De façon similaire au 137Cs, le 210Pbxs retombe lors des précipitations et s’adsorbe aux particules fines du sol (argiles, <63 µm) situées en surface. La distribution de l’activité en 210Pbxs dans un sol est similaire à celui du 137Cs ; celle-ci est maximale dans les premiers centimètres et décroît de façon exponentielle avec la profondeur (Figure 1.15). Cela explique notamment en quoi les propriétés de traçage de ce radionucléide sont identiques à celles du 137Cs (Wallbrink et al., 1998; Olley et al., 2013). De plus, son utilisation n’est ni limitée dans le temps, ni dans l’espace (apports continus par les pluies) contrairement à celle du 137Cs (apports ponctuels liés aux activités nucléaires produites principalement dans l’hémisphère nord, 77 % des retombées en 137Cs). L’état de l’art non-exhaustif réalisé sur ces radionucléides indique que ces derniers ne semblent pas avoir été utilisés pour discriminer spécifiquement des contributions de sources sédimentaires en lien avec des activités minières.

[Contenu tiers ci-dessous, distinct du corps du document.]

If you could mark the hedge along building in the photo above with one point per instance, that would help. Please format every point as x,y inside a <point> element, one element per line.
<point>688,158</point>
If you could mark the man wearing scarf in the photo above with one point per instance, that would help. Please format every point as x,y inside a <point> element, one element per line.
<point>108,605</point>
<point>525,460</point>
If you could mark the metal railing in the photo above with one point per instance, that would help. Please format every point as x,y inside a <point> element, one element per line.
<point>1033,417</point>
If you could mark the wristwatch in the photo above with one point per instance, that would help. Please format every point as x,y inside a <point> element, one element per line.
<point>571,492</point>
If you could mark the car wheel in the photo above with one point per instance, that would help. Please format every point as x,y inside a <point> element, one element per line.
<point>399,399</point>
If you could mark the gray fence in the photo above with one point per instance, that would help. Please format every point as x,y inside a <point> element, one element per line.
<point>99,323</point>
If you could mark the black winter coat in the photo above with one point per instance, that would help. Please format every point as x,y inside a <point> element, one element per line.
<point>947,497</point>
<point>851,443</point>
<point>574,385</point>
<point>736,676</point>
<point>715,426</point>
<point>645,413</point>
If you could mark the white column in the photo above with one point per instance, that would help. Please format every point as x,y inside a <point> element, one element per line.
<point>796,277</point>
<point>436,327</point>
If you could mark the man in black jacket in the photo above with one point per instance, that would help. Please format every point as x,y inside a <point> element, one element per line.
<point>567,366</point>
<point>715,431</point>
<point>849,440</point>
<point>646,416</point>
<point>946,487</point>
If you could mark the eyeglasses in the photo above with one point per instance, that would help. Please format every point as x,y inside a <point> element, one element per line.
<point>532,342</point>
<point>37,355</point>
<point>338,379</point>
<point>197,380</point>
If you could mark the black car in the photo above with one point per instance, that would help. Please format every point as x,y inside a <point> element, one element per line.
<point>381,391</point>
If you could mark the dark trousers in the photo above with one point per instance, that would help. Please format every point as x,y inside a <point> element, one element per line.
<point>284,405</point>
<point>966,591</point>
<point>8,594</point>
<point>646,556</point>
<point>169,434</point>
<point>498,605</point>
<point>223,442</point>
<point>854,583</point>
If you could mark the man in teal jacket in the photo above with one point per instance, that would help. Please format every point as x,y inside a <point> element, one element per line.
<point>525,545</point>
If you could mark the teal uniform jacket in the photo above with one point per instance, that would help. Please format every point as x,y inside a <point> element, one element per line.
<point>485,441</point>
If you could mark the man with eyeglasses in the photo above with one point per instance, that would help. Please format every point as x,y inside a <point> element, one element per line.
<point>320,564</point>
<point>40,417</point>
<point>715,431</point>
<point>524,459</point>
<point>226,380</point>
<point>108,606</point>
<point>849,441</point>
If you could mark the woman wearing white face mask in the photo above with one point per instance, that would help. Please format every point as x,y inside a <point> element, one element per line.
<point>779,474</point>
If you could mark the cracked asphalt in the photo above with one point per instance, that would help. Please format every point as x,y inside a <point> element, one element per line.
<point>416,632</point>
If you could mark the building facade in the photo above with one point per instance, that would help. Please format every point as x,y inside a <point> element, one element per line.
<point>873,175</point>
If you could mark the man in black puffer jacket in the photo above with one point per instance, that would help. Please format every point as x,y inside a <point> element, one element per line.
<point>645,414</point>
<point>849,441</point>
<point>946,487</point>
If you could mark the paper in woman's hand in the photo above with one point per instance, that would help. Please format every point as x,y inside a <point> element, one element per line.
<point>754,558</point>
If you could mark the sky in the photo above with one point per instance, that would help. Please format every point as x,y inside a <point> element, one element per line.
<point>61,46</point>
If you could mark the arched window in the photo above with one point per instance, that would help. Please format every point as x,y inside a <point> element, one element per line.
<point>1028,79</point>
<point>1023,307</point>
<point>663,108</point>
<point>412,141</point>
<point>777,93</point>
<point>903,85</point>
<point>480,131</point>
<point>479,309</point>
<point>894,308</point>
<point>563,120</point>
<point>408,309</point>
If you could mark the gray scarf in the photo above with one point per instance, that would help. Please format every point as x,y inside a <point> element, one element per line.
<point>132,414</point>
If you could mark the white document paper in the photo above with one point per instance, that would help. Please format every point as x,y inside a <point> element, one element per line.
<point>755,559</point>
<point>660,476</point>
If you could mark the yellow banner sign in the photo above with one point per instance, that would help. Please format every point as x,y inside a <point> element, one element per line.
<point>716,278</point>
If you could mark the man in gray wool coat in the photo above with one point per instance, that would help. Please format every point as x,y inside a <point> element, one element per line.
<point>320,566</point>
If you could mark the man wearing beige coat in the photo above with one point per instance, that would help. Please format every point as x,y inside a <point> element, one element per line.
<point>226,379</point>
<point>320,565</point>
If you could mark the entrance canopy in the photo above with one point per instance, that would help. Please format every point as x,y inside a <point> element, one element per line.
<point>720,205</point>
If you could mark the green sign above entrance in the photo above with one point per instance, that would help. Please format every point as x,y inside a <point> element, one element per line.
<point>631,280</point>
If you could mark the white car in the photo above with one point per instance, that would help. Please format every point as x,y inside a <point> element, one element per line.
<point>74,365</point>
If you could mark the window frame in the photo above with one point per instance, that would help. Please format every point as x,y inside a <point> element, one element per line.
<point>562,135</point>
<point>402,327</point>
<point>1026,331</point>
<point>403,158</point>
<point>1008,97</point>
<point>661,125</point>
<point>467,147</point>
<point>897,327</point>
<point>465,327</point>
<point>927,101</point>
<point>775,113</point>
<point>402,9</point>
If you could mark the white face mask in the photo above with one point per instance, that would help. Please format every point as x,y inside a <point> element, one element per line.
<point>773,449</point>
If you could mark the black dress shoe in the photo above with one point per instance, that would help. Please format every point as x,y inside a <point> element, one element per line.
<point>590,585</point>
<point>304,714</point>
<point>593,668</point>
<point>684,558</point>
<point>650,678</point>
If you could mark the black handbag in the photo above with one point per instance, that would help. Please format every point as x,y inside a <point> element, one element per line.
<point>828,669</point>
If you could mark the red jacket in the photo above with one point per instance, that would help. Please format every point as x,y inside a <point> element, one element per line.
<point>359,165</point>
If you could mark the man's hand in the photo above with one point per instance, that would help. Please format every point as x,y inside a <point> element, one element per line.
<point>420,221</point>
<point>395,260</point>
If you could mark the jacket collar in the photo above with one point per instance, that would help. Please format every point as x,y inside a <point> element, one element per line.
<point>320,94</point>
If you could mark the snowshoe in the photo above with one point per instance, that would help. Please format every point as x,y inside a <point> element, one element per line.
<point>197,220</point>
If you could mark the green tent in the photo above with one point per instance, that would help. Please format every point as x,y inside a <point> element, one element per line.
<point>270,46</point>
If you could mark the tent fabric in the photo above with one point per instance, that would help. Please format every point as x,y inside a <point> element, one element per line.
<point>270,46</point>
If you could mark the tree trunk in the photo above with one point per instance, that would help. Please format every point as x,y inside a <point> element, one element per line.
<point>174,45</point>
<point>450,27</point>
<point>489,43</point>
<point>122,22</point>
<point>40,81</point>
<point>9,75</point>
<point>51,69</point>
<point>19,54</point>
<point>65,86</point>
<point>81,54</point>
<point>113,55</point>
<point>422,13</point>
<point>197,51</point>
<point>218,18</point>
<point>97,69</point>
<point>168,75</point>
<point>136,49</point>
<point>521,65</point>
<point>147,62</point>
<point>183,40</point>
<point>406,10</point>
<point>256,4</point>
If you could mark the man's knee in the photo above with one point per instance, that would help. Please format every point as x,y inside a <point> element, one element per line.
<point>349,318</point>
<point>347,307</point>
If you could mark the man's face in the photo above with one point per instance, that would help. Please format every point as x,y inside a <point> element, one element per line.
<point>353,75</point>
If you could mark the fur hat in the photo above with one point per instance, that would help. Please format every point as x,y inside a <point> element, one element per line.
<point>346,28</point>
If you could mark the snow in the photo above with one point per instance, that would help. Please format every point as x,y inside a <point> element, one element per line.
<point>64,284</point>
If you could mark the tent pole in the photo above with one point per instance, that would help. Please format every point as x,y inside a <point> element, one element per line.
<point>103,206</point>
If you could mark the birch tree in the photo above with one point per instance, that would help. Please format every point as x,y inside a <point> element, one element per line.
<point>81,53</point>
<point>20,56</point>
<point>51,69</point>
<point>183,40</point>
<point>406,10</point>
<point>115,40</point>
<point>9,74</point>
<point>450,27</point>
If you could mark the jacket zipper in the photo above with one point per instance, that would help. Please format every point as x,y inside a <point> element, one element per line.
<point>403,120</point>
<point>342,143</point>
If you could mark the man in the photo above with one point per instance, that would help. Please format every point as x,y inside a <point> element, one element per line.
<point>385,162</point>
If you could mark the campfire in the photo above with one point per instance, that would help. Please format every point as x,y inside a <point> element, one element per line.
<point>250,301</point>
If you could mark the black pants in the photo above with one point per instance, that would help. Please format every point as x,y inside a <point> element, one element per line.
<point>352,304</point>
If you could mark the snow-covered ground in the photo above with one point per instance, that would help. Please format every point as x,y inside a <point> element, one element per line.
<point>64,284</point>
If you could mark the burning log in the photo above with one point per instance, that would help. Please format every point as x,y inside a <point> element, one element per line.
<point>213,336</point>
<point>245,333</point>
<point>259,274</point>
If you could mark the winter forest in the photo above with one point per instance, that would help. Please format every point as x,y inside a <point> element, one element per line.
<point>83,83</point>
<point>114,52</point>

Figure 1.15 : Schéma présentant l’origine du 210Pbxs (Le Gall, 2016) à gauche et son profil vertical d’activités dans un sol non-remanié (incertitudes, 2σ d’après Mabit et al. (2008))

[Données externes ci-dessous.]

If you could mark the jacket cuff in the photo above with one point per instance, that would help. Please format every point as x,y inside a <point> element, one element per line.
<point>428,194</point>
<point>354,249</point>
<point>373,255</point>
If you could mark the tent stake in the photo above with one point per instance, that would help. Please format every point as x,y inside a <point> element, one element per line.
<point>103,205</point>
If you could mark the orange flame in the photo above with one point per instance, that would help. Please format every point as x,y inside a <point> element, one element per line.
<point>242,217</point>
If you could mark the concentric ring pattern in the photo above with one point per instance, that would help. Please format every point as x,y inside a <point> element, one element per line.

Cependant, dans le contexte calédonien, les propriétés du 137Cs et du 210Pbxs pourraient se révéler utiles. En effet, les sédiments issus de l’érosion de surfaces minières (sources minières) sont majoritairement composés de matériaux de subsurface. Les industries minières excavent les couches superficielles enrichies en 137Cs et 210Pbxs pour extraire les minerais nickélifères situés en profondeur, il ne reste donc en surface que des sols peu enrichis en 137Cs et 210Pbxs. Dans les zones touchées par les feux de brousse et le pâturage, les sédiments peuvent provenir d'un mélange de matériaux de surface (érosion due à la pente) et de sols de subsurface (glissements de terrain). L’hypothèse qui est faite ici est de considérer des sédiments présentant des activités faibles en 137Cs et 210Pbxs comme pouvant provenir davantage de sources de subsurface (sources minières) alors que des sédiments présentant des activités plus élevées en ces radioéléments seront davantage associés à un mélange de sources de subsurface et de surface (sources non-minières).